Both Hendricks and Crane also spoke to the distinction between legal definitions of mental illness and psychiatric definitions, including DSM criteria. Hendricks established that legal definitions of mental illness “need not mirror those advanced by the medical community” (Hendricks, p 359), whereas Crane qualified that “psychiatry…informs but does not control ultimate legal determinations” (Crane, p 413). Although physicians typically apply well-defined diagnoses (such as those offered in the DSM) to their patients, courts are at liberty to consider mental illness diagnoses partially or fully. In addition, courts may use different criteria than those in the DSM, while using similar terminology for a mental illness determination.

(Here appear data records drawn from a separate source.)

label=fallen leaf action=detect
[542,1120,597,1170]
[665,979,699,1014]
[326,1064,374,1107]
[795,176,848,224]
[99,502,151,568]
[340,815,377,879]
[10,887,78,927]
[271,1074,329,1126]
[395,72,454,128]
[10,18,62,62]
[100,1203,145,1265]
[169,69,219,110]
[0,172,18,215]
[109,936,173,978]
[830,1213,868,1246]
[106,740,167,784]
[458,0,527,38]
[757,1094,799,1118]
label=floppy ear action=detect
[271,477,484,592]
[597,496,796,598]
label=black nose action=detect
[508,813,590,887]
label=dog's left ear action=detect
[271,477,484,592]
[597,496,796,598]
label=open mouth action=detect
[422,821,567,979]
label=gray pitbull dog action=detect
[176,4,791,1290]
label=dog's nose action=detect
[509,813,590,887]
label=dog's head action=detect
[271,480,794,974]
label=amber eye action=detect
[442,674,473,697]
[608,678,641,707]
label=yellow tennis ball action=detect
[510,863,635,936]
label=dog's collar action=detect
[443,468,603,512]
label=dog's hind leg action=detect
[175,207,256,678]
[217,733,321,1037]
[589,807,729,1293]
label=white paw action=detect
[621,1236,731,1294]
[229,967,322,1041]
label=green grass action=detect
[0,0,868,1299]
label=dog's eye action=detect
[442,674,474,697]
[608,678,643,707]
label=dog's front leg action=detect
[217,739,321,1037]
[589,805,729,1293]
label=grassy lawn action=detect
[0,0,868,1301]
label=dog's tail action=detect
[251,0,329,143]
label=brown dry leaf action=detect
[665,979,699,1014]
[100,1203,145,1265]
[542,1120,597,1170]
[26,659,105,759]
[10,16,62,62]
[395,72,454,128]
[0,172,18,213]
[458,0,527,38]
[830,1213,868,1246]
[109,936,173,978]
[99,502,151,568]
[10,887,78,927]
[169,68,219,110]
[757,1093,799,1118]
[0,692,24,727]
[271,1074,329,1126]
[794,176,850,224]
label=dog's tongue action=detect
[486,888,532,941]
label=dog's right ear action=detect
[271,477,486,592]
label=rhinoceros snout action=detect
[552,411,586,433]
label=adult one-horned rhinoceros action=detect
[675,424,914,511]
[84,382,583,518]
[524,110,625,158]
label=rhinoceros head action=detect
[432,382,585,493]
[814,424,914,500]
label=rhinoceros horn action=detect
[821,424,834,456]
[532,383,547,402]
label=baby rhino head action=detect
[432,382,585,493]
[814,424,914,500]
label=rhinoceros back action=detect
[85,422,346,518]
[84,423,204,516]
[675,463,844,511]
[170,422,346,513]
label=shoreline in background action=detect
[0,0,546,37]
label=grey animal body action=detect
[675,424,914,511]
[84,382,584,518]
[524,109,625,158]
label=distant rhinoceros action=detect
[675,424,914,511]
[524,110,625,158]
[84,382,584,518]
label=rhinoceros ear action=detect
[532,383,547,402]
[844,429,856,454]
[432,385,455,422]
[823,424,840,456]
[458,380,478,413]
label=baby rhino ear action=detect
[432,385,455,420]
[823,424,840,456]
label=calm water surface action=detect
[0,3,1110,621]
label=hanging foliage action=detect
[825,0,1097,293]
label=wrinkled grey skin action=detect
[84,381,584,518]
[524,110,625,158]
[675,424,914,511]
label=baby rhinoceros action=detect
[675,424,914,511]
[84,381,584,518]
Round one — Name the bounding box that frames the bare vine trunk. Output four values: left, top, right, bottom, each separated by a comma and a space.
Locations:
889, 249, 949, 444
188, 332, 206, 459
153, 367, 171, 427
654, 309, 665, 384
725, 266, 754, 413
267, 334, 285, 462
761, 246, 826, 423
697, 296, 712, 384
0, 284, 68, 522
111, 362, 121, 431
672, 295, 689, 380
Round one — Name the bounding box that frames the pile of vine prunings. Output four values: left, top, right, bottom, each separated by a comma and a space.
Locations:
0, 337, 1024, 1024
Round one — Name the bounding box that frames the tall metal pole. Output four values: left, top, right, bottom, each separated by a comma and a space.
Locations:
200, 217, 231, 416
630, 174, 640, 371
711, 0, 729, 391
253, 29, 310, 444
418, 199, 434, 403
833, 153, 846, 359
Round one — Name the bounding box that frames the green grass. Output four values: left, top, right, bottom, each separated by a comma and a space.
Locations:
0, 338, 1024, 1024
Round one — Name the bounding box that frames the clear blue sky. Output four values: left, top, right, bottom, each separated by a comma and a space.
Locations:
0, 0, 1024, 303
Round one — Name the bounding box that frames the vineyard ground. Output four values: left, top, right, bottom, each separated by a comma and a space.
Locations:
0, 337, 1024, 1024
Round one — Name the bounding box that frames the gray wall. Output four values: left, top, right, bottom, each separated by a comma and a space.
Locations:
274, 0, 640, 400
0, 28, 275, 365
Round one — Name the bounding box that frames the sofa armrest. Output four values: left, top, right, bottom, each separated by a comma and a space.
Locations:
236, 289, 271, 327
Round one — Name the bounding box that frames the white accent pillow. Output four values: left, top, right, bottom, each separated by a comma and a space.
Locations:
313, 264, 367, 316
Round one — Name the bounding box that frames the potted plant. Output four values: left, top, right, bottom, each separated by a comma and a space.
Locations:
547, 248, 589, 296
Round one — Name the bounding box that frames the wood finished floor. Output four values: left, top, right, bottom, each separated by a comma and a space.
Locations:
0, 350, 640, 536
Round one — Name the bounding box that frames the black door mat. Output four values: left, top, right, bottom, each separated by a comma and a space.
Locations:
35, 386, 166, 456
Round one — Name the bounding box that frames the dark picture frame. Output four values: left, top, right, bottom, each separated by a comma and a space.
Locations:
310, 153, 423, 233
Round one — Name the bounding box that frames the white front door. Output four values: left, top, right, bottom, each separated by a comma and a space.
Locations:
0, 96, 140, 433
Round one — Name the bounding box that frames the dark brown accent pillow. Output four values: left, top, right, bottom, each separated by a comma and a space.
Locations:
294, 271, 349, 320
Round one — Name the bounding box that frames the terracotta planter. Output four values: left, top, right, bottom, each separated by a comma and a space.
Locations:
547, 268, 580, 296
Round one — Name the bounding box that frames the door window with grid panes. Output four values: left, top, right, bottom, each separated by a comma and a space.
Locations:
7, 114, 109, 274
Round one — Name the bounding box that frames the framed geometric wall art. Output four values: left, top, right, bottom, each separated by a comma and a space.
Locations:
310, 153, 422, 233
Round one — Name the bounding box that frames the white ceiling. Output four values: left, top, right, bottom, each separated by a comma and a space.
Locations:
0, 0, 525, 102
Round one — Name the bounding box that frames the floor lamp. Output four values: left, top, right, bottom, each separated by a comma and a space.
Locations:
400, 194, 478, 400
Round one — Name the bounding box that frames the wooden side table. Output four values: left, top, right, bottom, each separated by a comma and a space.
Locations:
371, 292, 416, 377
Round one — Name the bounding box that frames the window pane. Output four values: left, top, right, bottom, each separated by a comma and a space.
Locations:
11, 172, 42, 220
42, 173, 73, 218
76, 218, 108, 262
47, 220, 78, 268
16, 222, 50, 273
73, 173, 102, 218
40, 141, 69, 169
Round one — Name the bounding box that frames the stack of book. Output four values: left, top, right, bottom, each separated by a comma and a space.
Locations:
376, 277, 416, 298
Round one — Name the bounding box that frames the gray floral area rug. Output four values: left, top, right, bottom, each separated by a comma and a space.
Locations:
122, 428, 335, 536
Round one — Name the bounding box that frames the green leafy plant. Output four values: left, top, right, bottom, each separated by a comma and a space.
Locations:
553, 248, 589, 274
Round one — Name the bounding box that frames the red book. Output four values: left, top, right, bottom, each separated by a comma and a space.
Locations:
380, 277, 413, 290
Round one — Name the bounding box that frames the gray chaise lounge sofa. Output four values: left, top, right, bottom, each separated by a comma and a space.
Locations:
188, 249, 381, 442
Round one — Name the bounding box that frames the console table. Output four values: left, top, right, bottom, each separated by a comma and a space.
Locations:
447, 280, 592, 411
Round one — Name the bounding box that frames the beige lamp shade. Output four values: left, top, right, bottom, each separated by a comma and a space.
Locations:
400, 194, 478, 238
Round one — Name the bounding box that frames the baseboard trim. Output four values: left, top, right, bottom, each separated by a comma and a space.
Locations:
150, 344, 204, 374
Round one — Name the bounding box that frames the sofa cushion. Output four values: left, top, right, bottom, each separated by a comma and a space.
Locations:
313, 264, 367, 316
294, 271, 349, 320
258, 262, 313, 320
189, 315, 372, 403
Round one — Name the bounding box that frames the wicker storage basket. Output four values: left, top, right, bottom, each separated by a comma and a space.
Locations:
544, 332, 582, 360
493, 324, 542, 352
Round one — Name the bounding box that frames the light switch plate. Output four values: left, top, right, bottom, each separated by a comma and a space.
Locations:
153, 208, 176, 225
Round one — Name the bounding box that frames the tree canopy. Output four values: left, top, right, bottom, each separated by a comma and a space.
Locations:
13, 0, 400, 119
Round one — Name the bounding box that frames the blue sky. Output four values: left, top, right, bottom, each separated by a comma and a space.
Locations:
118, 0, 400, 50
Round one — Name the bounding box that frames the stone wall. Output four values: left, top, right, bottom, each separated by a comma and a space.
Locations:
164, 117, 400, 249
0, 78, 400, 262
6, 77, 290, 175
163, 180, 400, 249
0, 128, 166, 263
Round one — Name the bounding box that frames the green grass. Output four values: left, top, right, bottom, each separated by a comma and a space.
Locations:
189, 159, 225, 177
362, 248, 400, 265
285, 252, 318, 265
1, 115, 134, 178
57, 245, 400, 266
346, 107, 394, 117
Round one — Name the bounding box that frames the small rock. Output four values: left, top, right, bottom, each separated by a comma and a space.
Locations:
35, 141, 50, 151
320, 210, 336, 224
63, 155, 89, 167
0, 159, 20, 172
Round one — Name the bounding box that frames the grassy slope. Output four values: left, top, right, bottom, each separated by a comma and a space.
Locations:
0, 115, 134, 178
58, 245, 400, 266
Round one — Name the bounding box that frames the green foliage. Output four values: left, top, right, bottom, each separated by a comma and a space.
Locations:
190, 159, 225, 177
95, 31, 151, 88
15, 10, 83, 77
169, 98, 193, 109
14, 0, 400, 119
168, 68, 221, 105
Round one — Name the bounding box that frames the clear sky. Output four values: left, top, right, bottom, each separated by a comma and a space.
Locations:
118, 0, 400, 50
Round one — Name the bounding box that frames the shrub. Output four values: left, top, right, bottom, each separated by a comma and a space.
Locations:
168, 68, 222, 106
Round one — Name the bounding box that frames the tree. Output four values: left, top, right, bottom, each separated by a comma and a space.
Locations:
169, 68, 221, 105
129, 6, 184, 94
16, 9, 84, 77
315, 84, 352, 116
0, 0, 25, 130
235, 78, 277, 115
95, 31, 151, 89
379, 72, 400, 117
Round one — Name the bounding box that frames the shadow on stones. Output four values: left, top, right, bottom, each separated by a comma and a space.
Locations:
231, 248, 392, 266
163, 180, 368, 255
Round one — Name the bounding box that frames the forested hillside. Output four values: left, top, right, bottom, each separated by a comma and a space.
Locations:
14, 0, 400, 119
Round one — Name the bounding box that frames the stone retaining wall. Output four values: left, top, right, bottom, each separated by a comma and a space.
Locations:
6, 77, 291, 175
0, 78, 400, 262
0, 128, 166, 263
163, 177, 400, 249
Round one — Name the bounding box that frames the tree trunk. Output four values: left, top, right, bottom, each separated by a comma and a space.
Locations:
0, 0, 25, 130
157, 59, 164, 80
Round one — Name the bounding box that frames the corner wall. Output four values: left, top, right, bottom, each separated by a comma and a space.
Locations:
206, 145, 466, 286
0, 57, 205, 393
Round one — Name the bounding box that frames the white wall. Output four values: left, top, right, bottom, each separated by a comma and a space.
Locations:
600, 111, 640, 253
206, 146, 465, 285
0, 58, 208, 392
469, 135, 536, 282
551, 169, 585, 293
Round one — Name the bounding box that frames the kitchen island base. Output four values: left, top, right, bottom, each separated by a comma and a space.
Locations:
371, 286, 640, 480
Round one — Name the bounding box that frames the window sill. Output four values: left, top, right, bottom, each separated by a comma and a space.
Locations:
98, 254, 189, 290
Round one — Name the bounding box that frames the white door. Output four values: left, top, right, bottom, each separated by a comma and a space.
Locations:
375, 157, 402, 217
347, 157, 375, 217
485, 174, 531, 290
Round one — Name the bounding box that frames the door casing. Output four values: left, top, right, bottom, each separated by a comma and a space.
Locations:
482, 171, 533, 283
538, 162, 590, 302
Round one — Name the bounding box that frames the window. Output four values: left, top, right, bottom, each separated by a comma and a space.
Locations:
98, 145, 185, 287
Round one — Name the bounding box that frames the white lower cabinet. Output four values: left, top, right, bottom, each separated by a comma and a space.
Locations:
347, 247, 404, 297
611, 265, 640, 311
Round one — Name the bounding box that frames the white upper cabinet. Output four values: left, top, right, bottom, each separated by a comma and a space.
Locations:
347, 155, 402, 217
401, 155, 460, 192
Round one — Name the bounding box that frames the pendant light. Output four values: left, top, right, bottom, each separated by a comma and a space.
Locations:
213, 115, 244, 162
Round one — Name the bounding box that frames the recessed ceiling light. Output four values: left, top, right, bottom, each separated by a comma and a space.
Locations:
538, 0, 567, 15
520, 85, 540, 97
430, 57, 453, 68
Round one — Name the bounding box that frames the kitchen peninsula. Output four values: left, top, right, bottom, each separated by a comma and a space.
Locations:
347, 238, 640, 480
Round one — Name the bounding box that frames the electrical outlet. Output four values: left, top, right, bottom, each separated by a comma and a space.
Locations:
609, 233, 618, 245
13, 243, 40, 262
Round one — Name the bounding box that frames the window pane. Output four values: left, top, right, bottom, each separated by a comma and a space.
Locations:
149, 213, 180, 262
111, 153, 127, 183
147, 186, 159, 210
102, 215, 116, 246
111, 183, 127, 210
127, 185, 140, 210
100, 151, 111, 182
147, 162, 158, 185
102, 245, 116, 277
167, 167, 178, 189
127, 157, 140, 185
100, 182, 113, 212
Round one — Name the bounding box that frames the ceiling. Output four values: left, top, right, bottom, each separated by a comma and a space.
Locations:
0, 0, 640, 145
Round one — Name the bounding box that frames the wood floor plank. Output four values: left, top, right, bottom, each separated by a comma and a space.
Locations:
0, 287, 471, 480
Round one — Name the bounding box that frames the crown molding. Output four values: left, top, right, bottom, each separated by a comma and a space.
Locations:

The distinction between legal determinations of mental illness and medical definitions is readily apparent when the legal language describing a mental illness (i.e., “serious mental illness” in the case of the Walsh Act) does not equate with a specific medical diagnosis (i.e., a psychiatric diagnosis as defined in the DSM). This difference in jargon will at times necessitate clarification, such as in United States v. Hall, in which the diagnosis of pedophilia was considered to be a “serious mental illness” under the Walsh Act, although the specific criteria for the determination of pedophilia in its legal context (including how the legal requirements differ from the DSM criteria) were not articulated.

In both Hendricks and Crane, the defendants' backgrounds of repeated sexual offenses against prepubescent children (similar to the background of Mr. Springer) were found to be consistent with a diagnosis of pedophilia, and in support of civil commitment. However, unlike Mr. Springer, Mr. Hendricks, and Mr. Crane had both agreed with the diagnosis of pedophilia and acknowledged ongoing symptoms via testimony. In the case of United States v. Springer, it was already established by Hall that a diagnosis of pedophilia met the definition of “serious mental illness” under the Walsh Act, and it was implied that Mr. Springer did meet DSM criteria for pedophilia. Still, the Fourth Circuit affirmed the district court's decision, finding no clear error in the determination that Mr. Springer did not have a severe mental illness. Thus, the Fourth Circuit found no clear error in the district court's apparent departure from DSM criteria for the diagnosis of pedophilia and its finding Dr. Plaud's diagnoses and testimony more persuasive. The Fourth Circuit did not find any clear error to support overturning the district court's decision, affirming the rather wide latitude that courts have in making legal determinations of mental illness and in departing from medical criteria for psychiatric illness.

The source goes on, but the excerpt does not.